Bad Astronomy

Some space news

1) China’s first science satellite, Double Star TC-1, burned up in re-entry this week after a successful four-year mission studying Earth’s magnetosphere.

2) China’s first lunar probe – and the first of their claimed series of steps to putting a man on the Moon – will launch sometime between October 22 - 25.

3) NASA’s Far Ultraviolet Spectroscopic Explorer – FUSE – will be shut down after more than eight years of observing high-energy objects in space. I had a lot of friends who worked on FUSE (my old boss worked on the calibration of its very complicated spectrometer), so this makes me even sadder than usual. There aren’t a whole lot of UV missions right now; for example STIS shut down a few years back (though it may be repaired in the next Hubble servicing mission). GALEX is still going strong, which is nice. But the UV region of the spectrum is where a lot of dynamic things happen, and we still don’t know all that much about it. It sure would be nice to see us doing more in that area, not less.

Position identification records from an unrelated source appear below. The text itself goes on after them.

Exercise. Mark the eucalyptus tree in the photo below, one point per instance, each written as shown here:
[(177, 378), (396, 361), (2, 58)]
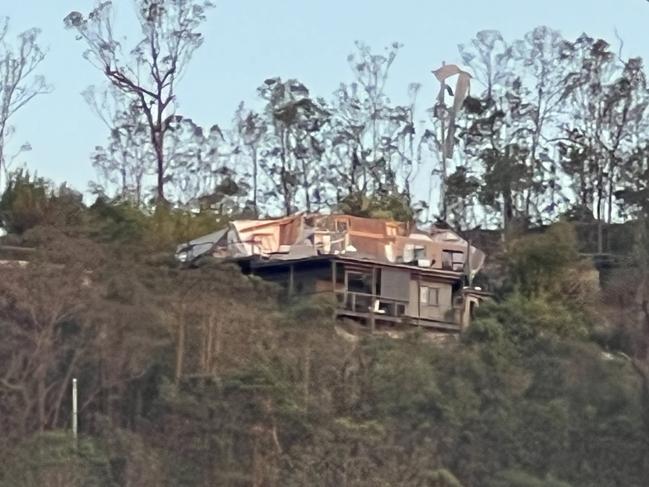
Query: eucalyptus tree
[(293, 147), (126, 160), (19, 81), (607, 96), (149, 72)]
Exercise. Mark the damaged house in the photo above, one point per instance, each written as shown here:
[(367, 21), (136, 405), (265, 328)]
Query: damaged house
[(381, 272)]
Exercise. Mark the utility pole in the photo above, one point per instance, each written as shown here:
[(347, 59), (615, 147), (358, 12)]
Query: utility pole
[(74, 412)]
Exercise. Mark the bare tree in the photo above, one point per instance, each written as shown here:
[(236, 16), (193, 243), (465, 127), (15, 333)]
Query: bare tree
[(19, 83), (148, 73), (125, 161)]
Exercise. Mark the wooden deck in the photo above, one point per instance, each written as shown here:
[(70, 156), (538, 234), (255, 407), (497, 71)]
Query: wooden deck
[(389, 312)]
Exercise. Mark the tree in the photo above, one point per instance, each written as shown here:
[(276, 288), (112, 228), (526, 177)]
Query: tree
[(373, 144), (126, 160), (250, 130), (608, 100), (293, 149), (19, 83), (147, 74)]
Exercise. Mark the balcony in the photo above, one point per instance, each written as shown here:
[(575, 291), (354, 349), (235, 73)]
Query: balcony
[(378, 309)]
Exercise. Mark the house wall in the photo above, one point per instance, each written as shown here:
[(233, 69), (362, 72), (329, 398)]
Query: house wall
[(441, 312)]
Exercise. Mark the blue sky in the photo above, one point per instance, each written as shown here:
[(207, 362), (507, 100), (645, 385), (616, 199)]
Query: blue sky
[(247, 41)]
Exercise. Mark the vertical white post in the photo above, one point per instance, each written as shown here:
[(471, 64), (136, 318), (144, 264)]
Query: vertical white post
[(74, 410)]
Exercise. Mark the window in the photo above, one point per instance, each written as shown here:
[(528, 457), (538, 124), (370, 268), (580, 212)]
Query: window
[(419, 253), (359, 282), (452, 260), (429, 295)]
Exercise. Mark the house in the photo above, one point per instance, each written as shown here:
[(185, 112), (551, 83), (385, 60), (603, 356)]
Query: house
[(381, 272)]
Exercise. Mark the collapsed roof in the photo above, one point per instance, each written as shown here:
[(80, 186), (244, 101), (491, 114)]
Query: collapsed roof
[(303, 235)]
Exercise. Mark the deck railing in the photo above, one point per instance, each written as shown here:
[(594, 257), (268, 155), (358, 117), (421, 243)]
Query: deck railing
[(366, 305), (358, 302)]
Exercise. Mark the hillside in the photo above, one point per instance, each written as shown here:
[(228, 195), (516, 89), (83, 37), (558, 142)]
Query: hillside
[(205, 377)]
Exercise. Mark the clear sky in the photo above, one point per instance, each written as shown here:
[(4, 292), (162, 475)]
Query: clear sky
[(247, 41)]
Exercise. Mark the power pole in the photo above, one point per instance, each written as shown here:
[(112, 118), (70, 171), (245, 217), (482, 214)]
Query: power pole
[(74, 412)]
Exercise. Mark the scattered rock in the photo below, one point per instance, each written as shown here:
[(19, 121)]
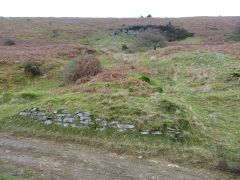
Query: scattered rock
[(24, 114), (82, 120), (145, 132), (64, 111), (157, 133), (212, 115), (48, 122), (173, 165)]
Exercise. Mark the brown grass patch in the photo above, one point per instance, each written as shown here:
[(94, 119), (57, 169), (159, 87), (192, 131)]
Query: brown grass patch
[(82, 68), (83, 89)]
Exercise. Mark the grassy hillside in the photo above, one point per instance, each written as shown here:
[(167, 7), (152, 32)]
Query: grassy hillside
[(193, 91)]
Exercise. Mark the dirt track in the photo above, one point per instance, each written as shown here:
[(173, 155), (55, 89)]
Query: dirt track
[(52, 160)]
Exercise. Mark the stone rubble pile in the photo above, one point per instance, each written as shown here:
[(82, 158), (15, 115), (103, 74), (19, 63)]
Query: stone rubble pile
[(82, 119)]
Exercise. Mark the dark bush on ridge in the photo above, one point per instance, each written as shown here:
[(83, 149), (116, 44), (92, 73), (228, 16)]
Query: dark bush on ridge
[(9, 42), (32, 69), (149, 39), (83, 66)]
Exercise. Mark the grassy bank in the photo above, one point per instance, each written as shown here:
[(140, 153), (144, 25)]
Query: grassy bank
[(196, 93)]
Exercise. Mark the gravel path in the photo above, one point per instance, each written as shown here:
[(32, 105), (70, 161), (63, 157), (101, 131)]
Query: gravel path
[(53, 160)]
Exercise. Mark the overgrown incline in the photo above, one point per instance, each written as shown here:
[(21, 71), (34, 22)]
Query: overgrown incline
[(196, 93)]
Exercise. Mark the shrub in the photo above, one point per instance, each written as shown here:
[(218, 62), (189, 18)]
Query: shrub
[(32, 69), (29, 95), (55, 34), (83, 66), (237, 29), (149, 39), (6, 97), (158, 89), (124, 47), (145, 79), (9, 42)]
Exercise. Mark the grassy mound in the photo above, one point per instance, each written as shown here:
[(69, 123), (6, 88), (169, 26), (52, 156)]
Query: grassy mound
[(196, 94)]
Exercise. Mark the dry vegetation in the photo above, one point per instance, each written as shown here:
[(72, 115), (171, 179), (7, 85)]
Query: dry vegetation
[(190, 85)]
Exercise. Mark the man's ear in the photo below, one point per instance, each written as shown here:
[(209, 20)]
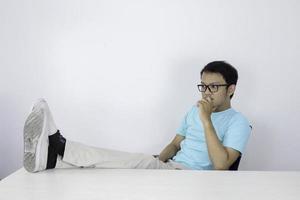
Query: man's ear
[(231, 89)]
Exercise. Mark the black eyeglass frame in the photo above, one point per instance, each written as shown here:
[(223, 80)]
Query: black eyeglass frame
[(207, 86)]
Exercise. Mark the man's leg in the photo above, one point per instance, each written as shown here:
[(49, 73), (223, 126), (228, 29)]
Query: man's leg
[(61, 153), (81, 155)]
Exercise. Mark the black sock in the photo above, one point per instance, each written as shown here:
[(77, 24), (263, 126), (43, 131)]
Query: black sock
[(58, 143), (52, 158)]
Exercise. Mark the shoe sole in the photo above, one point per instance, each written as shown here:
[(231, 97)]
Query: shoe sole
[(35, 144)]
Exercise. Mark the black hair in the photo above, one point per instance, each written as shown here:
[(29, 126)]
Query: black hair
[(228, 72)]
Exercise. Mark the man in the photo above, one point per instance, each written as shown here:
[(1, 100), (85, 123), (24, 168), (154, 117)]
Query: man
[(212, 135)]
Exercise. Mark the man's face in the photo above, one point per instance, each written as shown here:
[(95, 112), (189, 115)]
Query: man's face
[(221, 98)]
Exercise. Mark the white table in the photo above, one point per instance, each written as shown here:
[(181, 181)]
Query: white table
[(140, 184)]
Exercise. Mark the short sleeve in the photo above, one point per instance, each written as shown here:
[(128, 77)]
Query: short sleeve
[(181, 130), (238, 133)]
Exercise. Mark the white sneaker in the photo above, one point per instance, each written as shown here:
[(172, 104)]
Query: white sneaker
[(38, 126), (41, 103)]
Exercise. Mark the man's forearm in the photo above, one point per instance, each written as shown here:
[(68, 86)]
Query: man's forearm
[(216, 150), (168, 152)]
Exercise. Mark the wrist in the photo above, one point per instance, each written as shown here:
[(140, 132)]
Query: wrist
[(207, 123)]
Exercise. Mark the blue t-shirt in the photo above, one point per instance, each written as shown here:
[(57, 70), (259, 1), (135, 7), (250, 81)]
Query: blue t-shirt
[(232, 129)]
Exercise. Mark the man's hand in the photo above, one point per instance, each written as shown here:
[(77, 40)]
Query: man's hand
[(205, 106)]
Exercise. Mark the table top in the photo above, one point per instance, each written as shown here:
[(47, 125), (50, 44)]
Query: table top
[(155, 184)]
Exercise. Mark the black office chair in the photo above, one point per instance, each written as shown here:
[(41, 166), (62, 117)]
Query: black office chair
[(235, 165)]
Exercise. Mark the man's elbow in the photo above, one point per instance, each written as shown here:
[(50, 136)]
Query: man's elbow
[(221, 167)]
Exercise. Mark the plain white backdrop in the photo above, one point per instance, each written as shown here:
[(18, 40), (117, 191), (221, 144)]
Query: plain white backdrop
[(122, 74)]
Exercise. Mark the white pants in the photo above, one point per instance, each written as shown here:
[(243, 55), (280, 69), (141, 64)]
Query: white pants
[(80, 155)]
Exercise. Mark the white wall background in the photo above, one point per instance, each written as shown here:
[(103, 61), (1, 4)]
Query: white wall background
[(122, 74)]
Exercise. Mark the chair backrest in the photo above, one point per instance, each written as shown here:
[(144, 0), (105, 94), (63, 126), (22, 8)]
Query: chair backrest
[(235, 165)]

FUSE, like most astronomical satellites, moves its view from target to target by using “reaction wheels”; a set of heavy, rapidly rotating disks. When they are slowed down or sped up, they transfer their angular momentum to the spacecraft, which responds by rotating around one axis. Over the years, the reaction wheels have been failing – they’re moving parts, after all – and the last one quit last spring. There is no choice but to shut down the observatory. A little weirdly, NASA has invited reporters to the FUSE control room when they switch it off on Thursday, a sort of viewing, I suppose. I’ll be curious to see what reporters write after seeing this.